1.)  what you are asking for is creating a better relationship with your directs.  You can achieve that by communicating with your directs on a regular schedule.  Listen to Manager Tools podcast titled 'one on ones part 1' published July 2005.  LIke Dtiller says above start O3, it's the best move any manager can do and not enough managers are doing it.  It'll feel odd at first but that will quickly go away and it will be a pillar to your success. 

2.) Something else to consider.  Your directs who ignore you or flat out tell you they don't want to work for you, is simply being rude, unkind, unprofessional and is damaging team moral.  Those types of behaviours are also disrespectful to the manager and your organization who made the decision to promote you.  You nor I would ever dare of talking or treating our new boss the same way.  The good news is you have role power despite your few directs trying their best to dismiss your authority.  Because of your 'boss' authority you do have the power to stop that behaviour through feedback.  Listen to 'giving effective feedback' podcast from 2005.  Honeslty if that individual doesn't stop ignoring you in team meetings after two verbal feedback moments from you, I would put that individual on a pathway to receive discipline.  How can that individual expect to be hired outside the organization, or even promoted within, when they do hurtful behaviours like ignore their new boss?

It took me about a year to get comfortable in my new role but the resources on this website and support from my boss  were critical in that transition.  Be prepared and focus on the long term gains.  You can do this.

Let us know how it goes. 

 

 

mrreliable's picture

""I am completely new to this and am trying my best to remain confident and do good work so that my team will support me and trust me.  Is there anything else I can do?"

Your team will not support you and trust you unless they respect you.

There is a podcast on assertiveness. It's not the same as aggressiveness. You mentioned you're trying your best to remain confident. It sounds from your description that you're projecting a timid attitude. If you're on the verge of lacking confidence you can get eaten alive.

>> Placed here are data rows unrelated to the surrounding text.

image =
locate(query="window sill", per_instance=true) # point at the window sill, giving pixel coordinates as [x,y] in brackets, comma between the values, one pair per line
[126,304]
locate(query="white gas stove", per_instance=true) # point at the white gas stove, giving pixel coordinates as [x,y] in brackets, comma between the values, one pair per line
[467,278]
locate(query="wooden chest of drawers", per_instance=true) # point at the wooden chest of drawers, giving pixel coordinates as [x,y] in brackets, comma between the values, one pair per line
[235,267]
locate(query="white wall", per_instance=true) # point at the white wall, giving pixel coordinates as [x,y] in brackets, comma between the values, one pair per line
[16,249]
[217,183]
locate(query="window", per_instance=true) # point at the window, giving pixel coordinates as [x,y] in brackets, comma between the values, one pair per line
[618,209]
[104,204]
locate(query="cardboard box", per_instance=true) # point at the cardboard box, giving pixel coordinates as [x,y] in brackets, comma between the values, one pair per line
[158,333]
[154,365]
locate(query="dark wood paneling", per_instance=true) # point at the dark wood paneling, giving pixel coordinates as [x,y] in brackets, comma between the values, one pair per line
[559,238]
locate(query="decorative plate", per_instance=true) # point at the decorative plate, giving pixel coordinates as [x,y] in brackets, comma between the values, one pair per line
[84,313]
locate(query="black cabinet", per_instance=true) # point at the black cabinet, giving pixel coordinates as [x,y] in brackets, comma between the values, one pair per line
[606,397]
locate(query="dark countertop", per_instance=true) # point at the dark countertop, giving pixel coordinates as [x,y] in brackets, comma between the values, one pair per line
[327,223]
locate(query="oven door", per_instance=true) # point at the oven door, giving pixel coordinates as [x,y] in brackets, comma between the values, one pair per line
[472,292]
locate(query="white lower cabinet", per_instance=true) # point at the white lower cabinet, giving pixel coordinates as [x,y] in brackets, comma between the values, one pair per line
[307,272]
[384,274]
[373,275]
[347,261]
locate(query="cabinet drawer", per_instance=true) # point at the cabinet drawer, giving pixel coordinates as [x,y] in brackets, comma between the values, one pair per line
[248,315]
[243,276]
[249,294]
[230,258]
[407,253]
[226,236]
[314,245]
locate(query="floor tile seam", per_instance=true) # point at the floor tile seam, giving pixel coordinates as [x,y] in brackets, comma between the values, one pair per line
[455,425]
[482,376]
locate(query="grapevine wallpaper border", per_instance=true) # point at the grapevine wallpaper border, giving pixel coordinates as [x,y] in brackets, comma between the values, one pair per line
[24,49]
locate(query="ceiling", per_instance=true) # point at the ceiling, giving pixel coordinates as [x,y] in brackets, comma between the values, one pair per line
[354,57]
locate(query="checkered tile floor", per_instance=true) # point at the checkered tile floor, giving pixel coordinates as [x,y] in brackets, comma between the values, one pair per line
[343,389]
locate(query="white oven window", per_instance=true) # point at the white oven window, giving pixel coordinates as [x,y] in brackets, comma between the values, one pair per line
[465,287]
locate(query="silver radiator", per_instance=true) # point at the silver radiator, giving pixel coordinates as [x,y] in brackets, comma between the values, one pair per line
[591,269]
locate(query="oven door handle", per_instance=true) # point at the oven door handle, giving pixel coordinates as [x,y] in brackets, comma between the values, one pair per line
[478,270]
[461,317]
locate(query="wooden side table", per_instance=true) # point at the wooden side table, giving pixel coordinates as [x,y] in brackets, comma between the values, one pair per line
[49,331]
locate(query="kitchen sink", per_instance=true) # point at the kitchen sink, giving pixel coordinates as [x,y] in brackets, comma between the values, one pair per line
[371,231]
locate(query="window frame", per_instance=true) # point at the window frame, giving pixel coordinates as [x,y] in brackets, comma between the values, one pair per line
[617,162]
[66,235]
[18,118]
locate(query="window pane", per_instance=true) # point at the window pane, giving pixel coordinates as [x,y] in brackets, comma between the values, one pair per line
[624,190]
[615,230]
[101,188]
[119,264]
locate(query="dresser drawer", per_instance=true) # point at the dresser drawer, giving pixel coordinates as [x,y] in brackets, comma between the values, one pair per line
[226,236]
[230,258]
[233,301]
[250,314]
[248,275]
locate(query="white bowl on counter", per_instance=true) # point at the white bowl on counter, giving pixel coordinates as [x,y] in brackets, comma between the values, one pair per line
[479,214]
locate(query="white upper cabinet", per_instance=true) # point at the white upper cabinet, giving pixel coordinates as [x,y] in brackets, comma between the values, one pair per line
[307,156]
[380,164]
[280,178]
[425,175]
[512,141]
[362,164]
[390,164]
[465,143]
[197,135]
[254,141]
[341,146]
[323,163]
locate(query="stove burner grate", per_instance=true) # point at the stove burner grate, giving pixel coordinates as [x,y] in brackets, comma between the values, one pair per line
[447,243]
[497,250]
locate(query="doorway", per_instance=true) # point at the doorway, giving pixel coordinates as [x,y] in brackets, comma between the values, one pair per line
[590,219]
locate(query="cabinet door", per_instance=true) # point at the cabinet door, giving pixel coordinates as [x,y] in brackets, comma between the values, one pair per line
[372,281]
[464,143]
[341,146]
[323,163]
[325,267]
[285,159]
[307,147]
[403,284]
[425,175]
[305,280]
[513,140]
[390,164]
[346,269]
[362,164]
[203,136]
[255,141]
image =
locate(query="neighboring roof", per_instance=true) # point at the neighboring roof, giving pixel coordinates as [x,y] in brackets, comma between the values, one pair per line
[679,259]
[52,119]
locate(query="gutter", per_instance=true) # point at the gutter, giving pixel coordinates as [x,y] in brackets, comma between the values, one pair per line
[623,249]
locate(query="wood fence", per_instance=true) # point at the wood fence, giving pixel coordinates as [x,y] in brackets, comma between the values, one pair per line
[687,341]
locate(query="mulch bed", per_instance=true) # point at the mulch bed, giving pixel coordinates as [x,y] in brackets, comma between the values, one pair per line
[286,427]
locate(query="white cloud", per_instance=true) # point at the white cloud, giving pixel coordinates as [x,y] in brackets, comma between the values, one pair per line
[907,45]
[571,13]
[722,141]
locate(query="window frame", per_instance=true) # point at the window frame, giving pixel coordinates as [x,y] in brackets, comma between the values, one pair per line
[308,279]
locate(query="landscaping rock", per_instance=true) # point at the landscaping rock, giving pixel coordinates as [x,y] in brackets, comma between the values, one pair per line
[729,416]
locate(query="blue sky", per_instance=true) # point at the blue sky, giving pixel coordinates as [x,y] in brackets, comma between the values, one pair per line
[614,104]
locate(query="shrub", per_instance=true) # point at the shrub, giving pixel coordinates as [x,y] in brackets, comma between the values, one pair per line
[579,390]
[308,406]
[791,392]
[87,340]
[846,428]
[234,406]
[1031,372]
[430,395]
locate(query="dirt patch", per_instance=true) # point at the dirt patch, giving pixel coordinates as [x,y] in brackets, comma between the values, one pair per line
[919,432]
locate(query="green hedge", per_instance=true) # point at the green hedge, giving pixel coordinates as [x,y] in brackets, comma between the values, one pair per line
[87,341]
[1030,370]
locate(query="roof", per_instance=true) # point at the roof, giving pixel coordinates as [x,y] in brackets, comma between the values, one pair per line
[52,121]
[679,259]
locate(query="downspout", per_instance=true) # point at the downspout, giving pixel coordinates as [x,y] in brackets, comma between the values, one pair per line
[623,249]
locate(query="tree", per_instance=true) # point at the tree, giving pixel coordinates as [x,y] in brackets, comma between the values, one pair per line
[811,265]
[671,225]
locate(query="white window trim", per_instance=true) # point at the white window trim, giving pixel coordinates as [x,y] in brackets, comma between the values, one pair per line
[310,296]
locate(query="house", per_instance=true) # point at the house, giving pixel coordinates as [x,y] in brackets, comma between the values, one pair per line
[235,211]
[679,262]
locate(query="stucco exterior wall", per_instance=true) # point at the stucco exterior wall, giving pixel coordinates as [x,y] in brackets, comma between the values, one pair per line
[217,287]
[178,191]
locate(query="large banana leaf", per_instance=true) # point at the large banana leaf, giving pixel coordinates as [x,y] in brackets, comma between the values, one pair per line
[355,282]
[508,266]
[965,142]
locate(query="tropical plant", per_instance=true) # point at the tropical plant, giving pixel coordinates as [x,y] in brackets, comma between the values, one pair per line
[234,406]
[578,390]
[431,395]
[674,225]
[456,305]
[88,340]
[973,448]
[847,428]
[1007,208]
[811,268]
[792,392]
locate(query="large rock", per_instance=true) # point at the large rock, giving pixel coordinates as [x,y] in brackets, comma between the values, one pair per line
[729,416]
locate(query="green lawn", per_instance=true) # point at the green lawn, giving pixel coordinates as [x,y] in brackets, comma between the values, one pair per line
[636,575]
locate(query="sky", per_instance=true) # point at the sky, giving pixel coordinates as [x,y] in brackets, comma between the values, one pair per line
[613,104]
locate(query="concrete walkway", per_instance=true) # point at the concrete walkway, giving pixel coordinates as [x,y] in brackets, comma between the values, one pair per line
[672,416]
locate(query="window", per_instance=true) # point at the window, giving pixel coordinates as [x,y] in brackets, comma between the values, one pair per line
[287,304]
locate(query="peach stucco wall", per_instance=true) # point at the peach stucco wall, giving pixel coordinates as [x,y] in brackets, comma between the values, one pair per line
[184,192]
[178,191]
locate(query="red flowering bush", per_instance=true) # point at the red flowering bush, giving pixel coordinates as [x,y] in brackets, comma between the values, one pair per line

Reading between the lines it looks like you're questioning yourself. If you actually are in a position of authority over these people, they need to know you expect their cooperation, and there must be consequences for their failure to do so. If you're not really in a position of authority, you can't expect them to follow you. Unfortunately, sometimes executives will give an employee a title that is little more than a good-conduct medal, and it creates confusion among everyone with regard to the power shift.

I'd suggest having a talk with your manager. He or she will understand your problem. You need to know for certain how much authority you have and how much support you have in dealing with these issues. If an employee came to me and said, "I like you but I don't want to work for you," I'd say, "That's too bad. Good luck at your new job, whatever that may be." If management is ready to back you up, you can take assertive steps to stop the disrespectful behavior. If they're more wishy-washy, like "Oh, that's just Suzie, don't take it personally," you don't have much choice other than to be a good listener, try to communicate effectively and hope that management position comes along before too long.